Leo Tolstoy
Circle of Reading
Translated by Dmitry Fadeyev

January 25

There are certain things that every human being should know. Until he has assimilated this knowledge, all other knowledge is harmful to him.

1

Socrates has constantly pointed out to his students that correct education in every science involves reaching only a certain limit, which should not be crossed. He said that in geometry it is enough to be able to measure a piece of land you are selling or buying, or to divide an inheritance, or to allocate tasks to laborers. “It is so easy,” he would say, “that with a little effort you will have no problem measuring anything, even if you were to measure the whole of the earth.” But he did not approve working on the difficult problems in this science, and, despite knowing them himself, he said that they can occupy a person’s whole life and distract him from other useful sciences, while being of no use themselves. In astronomy he found it enough to be able to use the celestial signs to tell the hour of the night, the day of the month and the time of the year, to not lose one’s path, to stick to a bearing at sea, and to change watchmen. “This science is so easy,” he would add, “that it is accessible to every hunter, to every sailor, or really to everybody who wants to spend some time with it.” But to reach the point of studying the different orbits circumscribed by the celestial bodies, to calculate the size of the planets and the stars, their distance from the earth, their movement and changes—this he strongly criticized because he saw nothing useful in such studies.
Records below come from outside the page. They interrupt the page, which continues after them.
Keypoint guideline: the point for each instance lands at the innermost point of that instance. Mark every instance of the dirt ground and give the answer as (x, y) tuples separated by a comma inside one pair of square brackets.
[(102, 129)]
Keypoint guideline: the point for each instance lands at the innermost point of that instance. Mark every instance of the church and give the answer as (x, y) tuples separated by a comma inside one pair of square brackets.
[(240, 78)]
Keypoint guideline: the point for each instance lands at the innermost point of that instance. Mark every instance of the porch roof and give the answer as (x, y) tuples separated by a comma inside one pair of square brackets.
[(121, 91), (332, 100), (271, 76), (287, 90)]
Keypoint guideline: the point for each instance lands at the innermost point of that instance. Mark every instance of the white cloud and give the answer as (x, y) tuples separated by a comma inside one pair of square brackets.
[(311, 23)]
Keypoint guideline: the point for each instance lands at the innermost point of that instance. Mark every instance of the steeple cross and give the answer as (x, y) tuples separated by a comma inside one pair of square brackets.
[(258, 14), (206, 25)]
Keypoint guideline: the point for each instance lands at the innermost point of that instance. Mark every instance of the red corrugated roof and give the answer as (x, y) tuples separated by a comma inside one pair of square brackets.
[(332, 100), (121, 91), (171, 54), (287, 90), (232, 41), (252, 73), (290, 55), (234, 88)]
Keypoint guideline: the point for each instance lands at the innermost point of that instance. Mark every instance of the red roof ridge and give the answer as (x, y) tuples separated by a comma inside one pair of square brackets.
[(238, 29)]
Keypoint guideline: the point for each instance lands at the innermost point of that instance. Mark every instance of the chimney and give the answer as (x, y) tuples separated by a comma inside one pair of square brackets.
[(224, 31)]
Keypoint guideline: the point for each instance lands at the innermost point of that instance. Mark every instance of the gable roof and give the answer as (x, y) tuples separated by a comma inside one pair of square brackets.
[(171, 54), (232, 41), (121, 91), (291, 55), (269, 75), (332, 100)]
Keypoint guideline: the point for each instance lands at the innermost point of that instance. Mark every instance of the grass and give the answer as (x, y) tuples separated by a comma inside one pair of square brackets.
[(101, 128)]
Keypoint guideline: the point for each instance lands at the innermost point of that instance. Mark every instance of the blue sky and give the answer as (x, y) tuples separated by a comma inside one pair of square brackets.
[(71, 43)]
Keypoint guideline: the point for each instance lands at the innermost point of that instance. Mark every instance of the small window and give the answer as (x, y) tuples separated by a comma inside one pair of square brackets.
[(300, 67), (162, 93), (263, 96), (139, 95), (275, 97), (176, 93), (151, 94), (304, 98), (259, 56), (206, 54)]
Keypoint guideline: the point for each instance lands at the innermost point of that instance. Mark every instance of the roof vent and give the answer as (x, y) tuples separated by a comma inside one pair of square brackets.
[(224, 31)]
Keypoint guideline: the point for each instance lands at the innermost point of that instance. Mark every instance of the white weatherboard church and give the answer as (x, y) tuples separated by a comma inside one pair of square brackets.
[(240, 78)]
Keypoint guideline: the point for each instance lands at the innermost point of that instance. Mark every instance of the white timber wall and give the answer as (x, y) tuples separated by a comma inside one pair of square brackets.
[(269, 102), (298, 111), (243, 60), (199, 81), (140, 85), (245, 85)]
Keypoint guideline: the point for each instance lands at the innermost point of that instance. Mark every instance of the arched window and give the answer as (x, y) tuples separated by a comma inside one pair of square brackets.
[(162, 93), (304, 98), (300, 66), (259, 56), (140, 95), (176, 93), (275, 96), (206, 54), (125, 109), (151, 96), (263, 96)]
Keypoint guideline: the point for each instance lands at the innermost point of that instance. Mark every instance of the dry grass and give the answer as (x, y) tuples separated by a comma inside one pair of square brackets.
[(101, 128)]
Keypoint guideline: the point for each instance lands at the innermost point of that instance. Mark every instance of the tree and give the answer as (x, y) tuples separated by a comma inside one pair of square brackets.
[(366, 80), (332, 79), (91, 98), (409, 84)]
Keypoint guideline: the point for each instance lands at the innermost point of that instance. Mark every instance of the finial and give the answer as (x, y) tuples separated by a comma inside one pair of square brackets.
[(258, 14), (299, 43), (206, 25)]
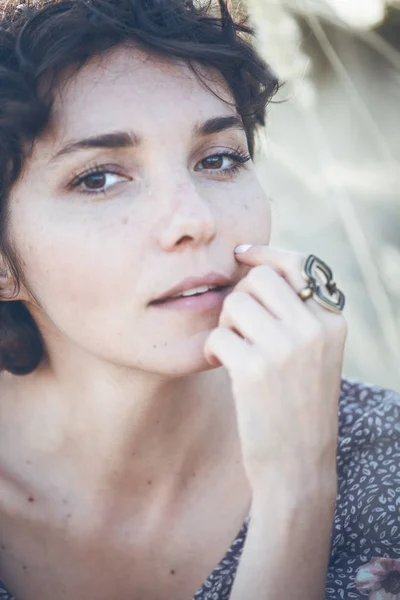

He held such a low opinion of them not because of his own ignorance, for he had studied these sciences himself, but because he did not want time and energy to be wasted on superfluous activities, which could be spent on what is most necessary to a human being: on his moral self-perfection.

— Xenophon

2

Woe to scientists who gather knowledge, woe to self-satisfied philosophers, to insatiable researchers. These foolish rich people hold daily celebrations on their intellectual feasts, while Lazarus continues to starve. These people are filled with nothingness, because this empty knowledge benefits neither inner nor social self-perfection.

— Fenelon

3

Turn away your gaze from the world of deception and do not trust your senses, for they lie, but seek the eternal human being in yourself, in what is impersonal.

— The Dhammapada

4

Experimental sciences are akin to a face without eyes when they are studied for their own sake and developed without the guidance of philosophical thought. They represent an activity suited for those of average abilities, but who are devoid of higher gifts, which would only get in the way of these painstaking searches. People with such average abilities focus all their strengths and all their skills on a single limited scientific field, which allows them to achieve absolute expertise on the condition of absolute ignorance in all other domains. They can be compared to workers in clockmaking workshops, where one group makes just the wheels, another just the springs, and the third just the chains.

— Schopenhauer

5

It is better to know a few rules of life than to become learned in many useless sciences. The rules of life will stop you from doing evil and guide you towards the good, whereas knowledge of useless sciences will only lead you into the temptation of pride and will make it more difficult for you to clearly see the rules of life that you need.


Do not fear ignorance, fear false knowledge. It is better to know nothing than to think that that which is false is true. It is better to know nothing about heaven than to think that it is solid and that upon it sits God. But it is not much better to think that what we see as heaven is infinite space: infinite space is no more accurate than solid heaven.